Banner
Title: gLite Data Management Commands
Section: gLite Advanced Practical
Tutor: Tony Calanducci
Authors: Valeria Ardizzone, Tony Calanducci, Diego Scardaci


File Catalog Interactions

Before to start to interact with the gLite File Catalog (LFC) you need to have a valid proxy with VOMS extensions. As you learned in the introductionary exercise, you can check the validity of your proxy with:

voms-proxy-info -all

If you don't have a valid proxy yet or it is expired, type:

voms-proxy-init --voms gilda

Be sure to have set up correctly the following environment variables:

  • export LFC_HOST=lfc-gilda.ct.infn.it
  • export LCG_CATALOG_TYPE=lfc
The first variable ($LFC_HOST) specifies the File Catalog Server to be used, while the second one indicates the type of file catalog we intend to use (actually only lfc is supported). Anyway, these variables should already be set up with their correct values in all your workstations.

Listing the entries of a LFC directory

lfc-ls [-cdiLlRTu] [--comment] /grid/VO_NAME/<the_directory_you_want_to_list>
The LFC File Catalog uses a hierarchical directory structure like a regular Unix Filesystem. File Catalog administrators use the convenction to have a /grid root dir, and under this, a directory for each VO the File Catalog is supposed to support (ex.: gilda, eela, infngrid, ...). Starting from /gilda/VO_NAME, users belonging to that VO have the capability to create their own directories and register their own entries. E.g.:

$ lfc-ls -l /grid/gilda/tony 
-rwx------ 1 101 102 611283 Mar 10 15:55 0511200001.JPG
-rw----r-- 1 101 102 463583779 Jun 26 23:27 UIPnPcomb3.tar.gz
-rwxr-x--- 1 101 102 0 Mar 08 17:18 empty.txt
-rw----r-- 1 101 102 340 Jun 12 13:54 hostname.jdl
-rw----r-- 1 101 102 385 Apr 03 19:03 mpi.jdl
-rw----r-- 1 101 102 1861870 Jul 07 19:47 pil1.dat
-rw----r-- 1 101 102 611283 Apr 24 17:55 prova3.jpg
-rw----r-- 1 101 102 38 Apr 23 19:17 runshell.sh
-rw----r-- 1 101 102 2367 Jul 10 13:12 simple.dat
-rw----r-- 1 101 102 787112 Jul 10 13:40 simple2.dat

lfc-ls has several parameters. You can get more information using man lfc-ls. A common one is -l that enables long listing showing permissions, owner, group, size and timestamp per each entry listed. -R is used to do recursily listing, but please use it carefully! Relative paths can also be used. At that purpose you can define the environment variable $LFC_HOME to point to your home catalog dir. For example:
 $ export LFC_HOME=/grid/gilda/tony 
$ lfc-ls -l simple.dat
-rw----r-- 1 101 102 2367 Jul 10 13:12 simple.dat
TO DO: Take a look inside the catalog using lfc-ls

LFC Directory Management

lfc-mkdir [-m absolute_path] [-p] dirname...
lfc-rm [-f] [-i] -r dirname...

The two commands are self-explaining. Again, man can give you more details about the meaning of the flags.
We already set up a directory into LFC, called /grid/gilda/ischia06.
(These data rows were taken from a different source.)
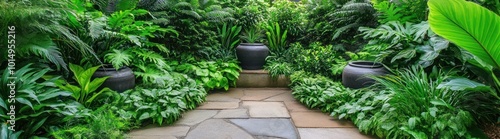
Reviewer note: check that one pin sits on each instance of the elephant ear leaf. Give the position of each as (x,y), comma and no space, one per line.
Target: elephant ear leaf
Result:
(468,25)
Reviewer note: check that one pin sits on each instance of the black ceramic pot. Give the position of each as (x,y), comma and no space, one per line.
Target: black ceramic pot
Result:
(119,80)
(252,56)
(354,74)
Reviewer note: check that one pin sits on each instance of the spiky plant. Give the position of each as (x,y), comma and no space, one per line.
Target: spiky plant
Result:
(39,31)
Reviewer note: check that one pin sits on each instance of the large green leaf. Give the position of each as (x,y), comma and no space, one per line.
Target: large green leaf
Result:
(470,26)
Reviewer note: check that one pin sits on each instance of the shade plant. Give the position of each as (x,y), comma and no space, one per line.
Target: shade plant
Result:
(475,31)
(162,99)
(30,93)
(38,32)
(87,88)
(415,106)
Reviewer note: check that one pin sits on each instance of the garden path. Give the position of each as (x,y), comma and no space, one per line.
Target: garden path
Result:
(252,113)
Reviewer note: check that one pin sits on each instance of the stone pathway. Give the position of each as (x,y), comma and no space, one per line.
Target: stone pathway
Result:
(253,113)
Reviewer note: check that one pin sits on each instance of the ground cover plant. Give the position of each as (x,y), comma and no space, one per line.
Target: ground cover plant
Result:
(444,62)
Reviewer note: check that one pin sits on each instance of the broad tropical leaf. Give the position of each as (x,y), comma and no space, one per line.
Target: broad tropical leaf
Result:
(470,26)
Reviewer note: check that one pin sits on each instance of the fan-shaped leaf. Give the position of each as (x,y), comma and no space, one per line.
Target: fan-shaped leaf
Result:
(470,26)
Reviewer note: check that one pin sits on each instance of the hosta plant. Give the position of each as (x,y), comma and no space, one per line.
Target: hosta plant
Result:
(162,104)
(319,92)
(86,90)
(410,104)
(35,96)
(212,74)
(102,123)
TO DO: Create your own home LFC directory under the /grid/gilda/ischia06 directory using your name or surname or account name.

You will use that dir for the following exercises.

Summary of the LFC commands

For completeness here is a table with all the available LFC related commands.

lfc-chmod
Change access mode of a file/directory
lfc-chown
Change owner and group of a file/directory
lfc-delcomment
Delete the comment associated with a file/directory
lfc-getacl
Get file/directory access control lists
lfc-ln
Make a symbolic link to a file/directory
lfc-ls
List file/directory entries in a directory
lfc-mkdir
Create a directory
lfc-rename
Rename a file/directory
lfc-rm
Remove a file/directory
lfc-setacl
Set file/directory access control lists
lfc-setcomment
Add/replace a comment

Top

Storage Elements Interactions

gLite provides another set of tools to deal with Storage Elements and File Catalogs. They form the so called lcg_utils tools.
These commands allow users and jobs running on Worker Nodes to copy files between a User Interface or Worker Node and a Storage Element, replicate files among Storage Elements and registers atomically all the completed operation into the File Catalog.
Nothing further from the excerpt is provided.